The visa extensions for skilled migrants would ensure employers in New Zealand can “continue to access the current onshore workforce” to help with skill shortages, Mr Faafoi said.
He also said that the working holiday visa extensions would ease the anxiety of temporary skilled migrants in New Zealand with the knowledge that they can stay and work in the country for the foreseeable future.
Despite extending the working holiday visas, New Zealand continues to prepare for its “once-in-a-lifetime” immigration reset.
As part of this immigration reset, NZ will move away from relying on skilled migrants with lower skill levels and turn towards a greater number of skilled migrants with higher skill levels arriving in the country.
Given that the majority of working holiday visa holders in New Zealand are employed in low-paying jobs, many people are left confused by the contradiction of Immigration New Zealand extending these visas while still preparing for the immigration reset.
Temporary skilled migrants in New Zealand are having to stay vigilant for updates on their future, with many complaining of Immigration New Zealand’s pattern of last-minute update announcements.
Elsewhere, an education and workforce select committee criticised the NZ government for its immigration reset and imminent working holiday visa announcements.
Erica Stanford, NZ National Party spokeswoman for immigration, asked whether extending the working holiday visas was an indication that the country needed a wider range of skilled migrants.

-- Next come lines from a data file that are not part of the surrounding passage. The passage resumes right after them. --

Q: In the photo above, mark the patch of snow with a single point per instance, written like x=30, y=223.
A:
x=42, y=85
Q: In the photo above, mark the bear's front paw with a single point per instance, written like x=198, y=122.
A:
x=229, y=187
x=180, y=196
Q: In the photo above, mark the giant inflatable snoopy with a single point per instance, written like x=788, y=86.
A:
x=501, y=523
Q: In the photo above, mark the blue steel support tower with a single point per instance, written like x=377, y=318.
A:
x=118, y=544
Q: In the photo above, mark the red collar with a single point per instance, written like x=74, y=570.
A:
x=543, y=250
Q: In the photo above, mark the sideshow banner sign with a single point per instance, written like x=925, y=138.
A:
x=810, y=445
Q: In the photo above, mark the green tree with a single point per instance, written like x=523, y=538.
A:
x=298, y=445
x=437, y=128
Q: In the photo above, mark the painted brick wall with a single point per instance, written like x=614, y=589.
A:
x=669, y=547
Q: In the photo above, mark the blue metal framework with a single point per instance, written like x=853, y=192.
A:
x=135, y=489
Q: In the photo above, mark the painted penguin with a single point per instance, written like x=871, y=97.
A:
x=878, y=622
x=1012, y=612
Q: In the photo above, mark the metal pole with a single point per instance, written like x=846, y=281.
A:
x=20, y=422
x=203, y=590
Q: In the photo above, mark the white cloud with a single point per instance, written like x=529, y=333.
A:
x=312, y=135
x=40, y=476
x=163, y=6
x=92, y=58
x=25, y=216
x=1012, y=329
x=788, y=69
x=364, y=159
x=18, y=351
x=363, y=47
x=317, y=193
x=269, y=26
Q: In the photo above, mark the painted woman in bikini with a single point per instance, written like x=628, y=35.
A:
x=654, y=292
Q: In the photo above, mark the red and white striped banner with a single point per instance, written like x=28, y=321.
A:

She said that while any announcement on visa extensions for stranded skilled migrants in New Zealand was welcomed, Immigration NZ’s actions also highlighted problems with the proposed immigration reset.
She also pointed out that with the very first opportunity Immigration Minister Mr Faafoi had of putting the immigration reset into practice, he did the exact opposite by extending the visas for lower skilled temporary migrants.
This contradiction, of Immigration NZ planning to turn to higher skilled migrants yet extending the visa of their lower skilled counterparts, is clear for everyone to see and feel confused by.
She also claimed that while the reality for New Zealand is that the country needs more skilled migrants across a broader range of skills, it is not politically permissible for Immigration NZ to admit it.